# Outsource Tags



## REV19 (Jun 3, 2009)

I know there is extensive info about this on here but would like opinions about a specific issue for Tags. I already have shirts so outsourcing from the supplier is out. I have a complete screen printing setup and a heat press station. I would like opinions on if I should use my own equipment and make tags that I can heat press on, directly screen print on or should I have them made and just heat press them on? I'm trying to get a clothing line out on a budget of course and cannot decide if I should trade the time for the money. Thanks


----------



## wormil (Jan 7, 2008)

Do you have the experience to make transfers? If not then just outsource them. Tags are small and won't cost much.


----------



## splathead (Dec 4, 2005)

Use your equipment and screen print them. Cheaper and faster than transfers or outsourcing.


----------



## wormil (Jan 7, 2008)

Isn't it a pain in the rear to direct print tags?


----------



## splathead (Dec 4, 2005)

wormil said:


> Isn't it a pain in the rear to direct print tags?


I just print them when I am printing the rest of the shirt and don't even think about it.

I have all 5 sizes on one screen (s-xx), tape off what i am not printing and go.

If I didn't have my own press, I would use transfers. But you have to order at least 2 sets of colors to accomodate lights and darks, and I would always run out of one size or the other, so it got to be a pain.

Now at least, i can color coordinate the tag with the design.


----------



## wormil (Jan 7, 2008)

Do you turn the shirt inside out or do you have a special platen just for tags?


----------



## splathead (Dec 4, 2005)

No, we turn them inside out.
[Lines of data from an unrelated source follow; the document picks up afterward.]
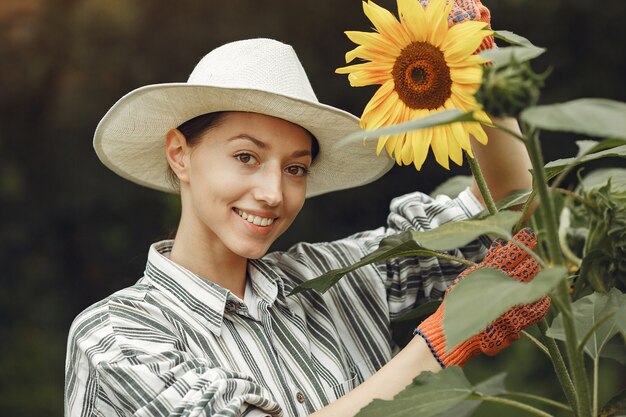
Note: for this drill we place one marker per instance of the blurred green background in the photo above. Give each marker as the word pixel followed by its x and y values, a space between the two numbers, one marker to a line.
pixel 72 232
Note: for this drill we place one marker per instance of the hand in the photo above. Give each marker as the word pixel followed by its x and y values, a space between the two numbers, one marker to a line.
pixel 464 10
pixel 513 261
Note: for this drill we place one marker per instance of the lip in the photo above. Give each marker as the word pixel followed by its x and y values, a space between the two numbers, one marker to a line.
pixel 256 228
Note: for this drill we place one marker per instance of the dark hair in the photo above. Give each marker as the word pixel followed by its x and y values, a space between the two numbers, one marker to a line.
pixel 193 129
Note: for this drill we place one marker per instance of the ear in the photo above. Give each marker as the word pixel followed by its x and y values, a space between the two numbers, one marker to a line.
pixel 175 151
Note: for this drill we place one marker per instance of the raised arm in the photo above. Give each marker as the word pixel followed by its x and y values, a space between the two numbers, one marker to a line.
pixel 504 161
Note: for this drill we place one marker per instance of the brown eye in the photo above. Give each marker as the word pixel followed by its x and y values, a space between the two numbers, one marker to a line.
pixel 297 170
pixel 246 158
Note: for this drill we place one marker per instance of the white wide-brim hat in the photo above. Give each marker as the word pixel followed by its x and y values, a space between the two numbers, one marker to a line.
pixel 255 75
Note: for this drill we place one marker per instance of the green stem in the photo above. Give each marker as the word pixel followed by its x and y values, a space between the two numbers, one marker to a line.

The platens I have seen don't address the fact that the ink is wet when you remove the shirt. Have you seen one for screening?


----------



## adivito (Aug 25, 2006)

Im with splat. print them. i have made transfers and pressed them and then went to just printing them the time and aggravation you save along with you getting a nicer result is well worth it.


----------



## REV19 (Jun 3, 2009)

Thank you all for your response. I am gonna do it myself. Now I'm just deciding if I'll print them onto paper or make a screen with all the tags. I think taping off should work.


----------



## wormil (Jan 7, 2008)

splathead said:


> No, we turn them inside out. The platens I have seen don't address the fact that the ink is wet when you remove the shirt. Have you seen one for screening?


No, it's one of the few things I've never printed. I wasn't sure if there was a clever way of doing it without turning the shirt.


----------



## adivito (Aug 25, 2006)

If you are dead set on not turning the shirt inside out you could do it with a pad printer. I find it easier to just flip the shirt.


----------